The best thing I can say about Ayn Rand is that she didn't write very many novels. I'm grateful to her for that, because she's already single-handedly responsible for helping generations of young affluent white people believe that they've pulled themselves up by their own bootstraps. Imagine if she'd also written a fantasy trilogy about the importance of the free market, say, or a Da Vinci Code-style thriller about the discovery of George Washington's hidden anti-environmental regulation tract? Things could have been much worse, is what I'm saying.

So imagine my distress at reading this Wall Street Journal story about the publication of a lost Ayn Rand novel next year: "'Ideal' tells the story of a screen actress who is accused of murder and visits six of her most devoted fans to ask for help." (Asking for help? That doesn't sound very Randy.) Rand was dissatisfied with Ideal as a novel, but she eventually published a theatrical adaptation of the same story. Next July, Penguin Random House will publish the 135-page prose work as a "short novel," in an edition that also includes the text of the play.

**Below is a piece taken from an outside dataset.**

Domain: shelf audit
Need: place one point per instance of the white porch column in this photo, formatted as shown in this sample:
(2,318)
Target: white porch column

The publication of a book that Ayn Rand never wanted to publish is not likely to set the world on fire, of course, but it does provide her legacy with a whole new round of press attention, which is likely to drive fresh waves of curious readers to her more popular novels, Atlas Shrugged and The Fountainhead. Just as we were coming down off a disastrous film adaptation of her most popular novel, and just as her popularity started to wane, we'll see another reemergence of the most boring people on earth: new Ayn Rand fans.